Source code for freeforestml.plot

import math
import re
import numpy as np
import matplotlib.pyplot as plt
from matplotlib.ticker import AutoMinorLocator, LogLocator
from matplotlib.transforms import ScaledTranslation
import pandas as pd
import dask
import dask.dataframe as dd
import seaborn as sns

from atlasify import atlasify
import uhepp

from freeforestml.stack import Stack
from freeforestml.process import Process
from freeforestml.cut import Cut
from freeforestml.variable import Variable, BlindingStrategy
import freeforestml.error as err

# Store built-in range
range_ = range

ATLAS = "Internal"
INFO = "$\sqrt{s} = 13\,\mathrm{TeV}$, $139\,\mathrm{fb}^{-1}$\nfreeforestml"

def example_style():
    global ATLAS, INFO
    ATLAS = False
    INFO = "FreeForestML Example"

def fill_labels(label, info):
    if label is None:
        label = ATLAS
    if info is None:
        info = INFO
    return label, info

[docs]def human_readable(label):
    """Convert labels to plain ascii strings"""
    pttrn = "[^a-zA-Z0-9_-]+"
    label = re.sub(f"(^{pttrn}|{pttrn}$)", "", label)
    label = re.sub(pttrn, "_", label)
    return label

[docs]class HistogramFactory:
    """
    Short-cut to create multiple histogram with the same set of processes or
    in the same region.
    """

[docs]    def __init__(self, *args, **kwds):
        """
        Accepts any number of positional and keyword arguments. The arguments
        are stored internally and use default value for hist(). See __call__().
        """
        self.args = args
        self.kwds = kwds

[docs]    def __call__(self, *args, **kwds):
        """
        Proxy for method to hist(). The positional argument passed to hist()
        are the positional argument given to the constructor concatenated with
        the positional argument given to this method. The keyword argument for
        hist() is the union of the keyword arguments passed to the constructor
        and this method. The argument passed to this method have precedence.

        The method returns the return value of hist.
        """
        return hist(*self.args, *args, **dict(self.kwds, **kwds))

[docs]def hist(dataframe, variable, bins, stacks, selection=None,
         range=None, blind=None, figure_size=None,
         weight=None, y_log=False, y_min=None, vlines=[],
         denominator=0, numerator=-1, ratio_label=None, diff=False,
         ratio_range=None, atlas=None, info=None, enlarge=1.6,
         density=False, include_outside=False, return_uhepp=False, **kwds):
    """
    Creates a histogram of stacked processes. The first argument is the
    dataframe to operate on. The 'variable' argument defines the x-axis. The
    variable argument can be a Variable object or a string naming a column in
    the dataframe.

    The 'bins' argument can be an integer specifying the number of bins or a
    list with all bin boundaries. If it is an integer, the argument range is
    mandatory. The range argument must be a tuple with the lowest and highest
    bin edge. The properties of a Variable object are used for the x- and
    y-axis labels.

    Stacks must be Stack objects. The plotting style is defined via the stack
    object.

    The optional blind argument controls which stack should be blinded. The
    argument can be a single stack, a list of stacks or None. By default,
    no stack is blinded.

    This method creates a new figure and axes internally (handled by uhepp).
    The figure size can be changed with the figure_size argument. If this
    argument is not None, it must be a tuple of (width, height).
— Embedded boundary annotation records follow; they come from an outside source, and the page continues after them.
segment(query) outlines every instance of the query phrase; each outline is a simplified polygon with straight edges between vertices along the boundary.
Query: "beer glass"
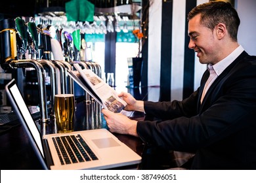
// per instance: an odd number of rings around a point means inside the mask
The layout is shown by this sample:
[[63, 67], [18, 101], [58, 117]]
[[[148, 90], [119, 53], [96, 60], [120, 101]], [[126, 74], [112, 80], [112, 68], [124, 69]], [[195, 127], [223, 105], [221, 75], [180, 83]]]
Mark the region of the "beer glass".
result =
[[54, 96], [54, 112], [58, 133], [74, 131], [75, 97], [73, 94]]

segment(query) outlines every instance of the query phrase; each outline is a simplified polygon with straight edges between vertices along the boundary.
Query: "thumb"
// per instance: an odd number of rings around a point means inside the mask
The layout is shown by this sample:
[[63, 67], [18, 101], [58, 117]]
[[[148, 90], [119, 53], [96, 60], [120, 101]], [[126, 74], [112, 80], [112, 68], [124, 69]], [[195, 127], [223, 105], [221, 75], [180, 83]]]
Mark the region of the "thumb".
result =
[[110, 115], [112, 112], [111, 111], [110, 111], [106, 108], [104, 108], [101, 110], [101, 112], [103, 113], [103, 114], [104, 114], [106, 116]]

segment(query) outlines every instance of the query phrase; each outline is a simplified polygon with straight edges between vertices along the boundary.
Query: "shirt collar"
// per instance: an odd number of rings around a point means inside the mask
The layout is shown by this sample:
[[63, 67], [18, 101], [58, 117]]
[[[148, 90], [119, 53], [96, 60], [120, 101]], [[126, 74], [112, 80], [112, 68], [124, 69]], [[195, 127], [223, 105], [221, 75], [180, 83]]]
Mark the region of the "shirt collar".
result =
[[212, 66], [213, 70], [215, 71], [217, 75], [219, 76], [222, 72], [229, 65], [231, 64], [244, 51], [244, 48], [240, 45], [236, 48], [231, 54], [230, 54], [227, 57], [221, 60], [215, 65], [209, 65], [209, 67]]

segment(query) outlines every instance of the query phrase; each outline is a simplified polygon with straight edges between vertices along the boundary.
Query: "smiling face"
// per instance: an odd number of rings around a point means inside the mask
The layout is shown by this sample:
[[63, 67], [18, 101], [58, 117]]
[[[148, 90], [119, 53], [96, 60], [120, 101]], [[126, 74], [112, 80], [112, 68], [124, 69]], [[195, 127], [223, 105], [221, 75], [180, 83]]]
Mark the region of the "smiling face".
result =
[[203, 26], [201, 14], [197, 14], [188, 22], [188, 35], [190, 38], [188, 48], [197, 53], [201, 63], [215, 64], [220, 61], [221, 45], [217, 37], [217, 29], [213, 30]]

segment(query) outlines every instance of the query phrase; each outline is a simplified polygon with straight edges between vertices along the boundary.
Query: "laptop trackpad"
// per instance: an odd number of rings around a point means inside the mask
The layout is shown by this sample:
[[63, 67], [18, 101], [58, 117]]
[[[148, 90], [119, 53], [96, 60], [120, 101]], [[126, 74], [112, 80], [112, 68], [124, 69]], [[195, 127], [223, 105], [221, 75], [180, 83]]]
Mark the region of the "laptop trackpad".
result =
[[118, 144], [114, 139], [111, 137], [93, 139], [92, 141], [98, 148], [105, 148], [120, 146], [119, 144]]

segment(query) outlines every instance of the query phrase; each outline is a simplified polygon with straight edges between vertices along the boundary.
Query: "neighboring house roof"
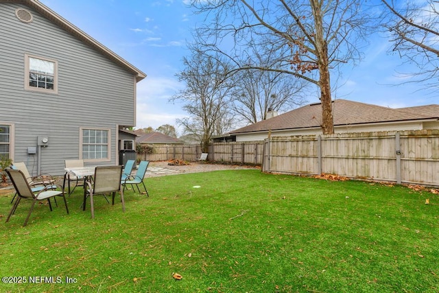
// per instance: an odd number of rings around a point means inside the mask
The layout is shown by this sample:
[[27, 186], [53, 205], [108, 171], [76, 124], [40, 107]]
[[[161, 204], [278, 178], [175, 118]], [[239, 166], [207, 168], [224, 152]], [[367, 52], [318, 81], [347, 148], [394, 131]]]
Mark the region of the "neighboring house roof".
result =
[[184, 143], [180, 139], [161, 132], [145, 133], [136, 139], [137, 143]]
[[[392, 108], [346, 99], [333, 101], [334, 126], [382, 122], [439, 119], [439, 105]], [[230, 134], [258, 131], [320, 127], [322, 106], [311, 104], [267, 120], [236, 130]]]
[[141, 135], [142, 135], [140, 133], [137, 132], [135, 130], [128, 130], [128, 129], [119, 129], [119, 131], [121, 131], [122, 132], [128, 133], [129, 134], [132, 134], [136, 137], [140, 137]]
[[142, 80], [146, 77], [146, 74], [134, 67], [132, 65], [127, 62], [119, 55], [116, 54], [112, 51], [88, 36], [87, 34], [75, 27], [72, 23], [62, 18], [56, 12], [49, 8], [47, 6], [43, 4], [38, 0], [1, 0], [2, 2], [12, 2], [17, 3], [25, 5], [32, 8], [32, 9], [40, 13], [47, 19], [53, 21], [59, 27], [65, 30], [72, 35], [75, 36], [78, 39], [81, 40], [86, 44], [95, 48], [104, 56], [107, 56], [110, 60], [119, 64], [119, 66], [125, 68], [130, 72], [132, 72], [136, 75], [136, 80], [137, 82]]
    The method returns (figure, axes) which were used during plotting. This
    might be identical to the figure and axes arguments. If a ratio plot is
    drawn, the axes return value is a list of main, ratio plot.

    The weight is used to weight the entries. Entries have unit
    weight if omitted. The argument can be a string name of a column or a
    variable object.

    If the y_log argument is set to True, the y axis will be logarithmic. The
    axis is enlarged on a logarithmic scale to make room for the ATLAS labels.
    The optional y_min argument can be used to set the lower limit of the y
    axis. The default is 0 for linear scale, and 1 for logarithmic scale.

    The option vlines can be used to draw vertical lines onto the histogram,
    e.g., a cut line. The argument should be an array, one item for each line.
    If the item is a number a red line will be drawn at that x-position. If it
    is a dict, it will take the item 'x' to determine the position, all other
    keywords are passed to matplotlibs plot method.`

    The ratio_label option controls the label of the ratio plot.

    The ratio_range argument control the y-range of the ratio plot. If set to
    None, it will scale automatically to include all points. The default is
    is None.

    If diff is set to True, The difference between the 'numerator' and the
    'denominator' is down instead of their ratio.

    The module constants ATLAS and INFO are passed to atlasify. Overwrite them
    to change the badges.

    If the density argument is True, the area of each stack is normalized to
    unity.

    If return_uhepp is True, the method return a UHepPlot object.
    """
    ##################
    # Wrap column string by variable
    if isinstance(variable, str):
        variable = Variable(variable, variable)

    ##################
    # Handle range/bins
    if range is not None:
        # Build bins
        if not isinstance(bins, int):
            raise err.InvalidBins("When range is given, bins must be int.")
        if not isinstance(range, tuple)  or len(range) != 2:
            raise err.InvalidProcessSelection("Range argument must be a "
                                              "tuple of two numbers.")
        bins = np.linspace(range[0], range[1], bins + 1)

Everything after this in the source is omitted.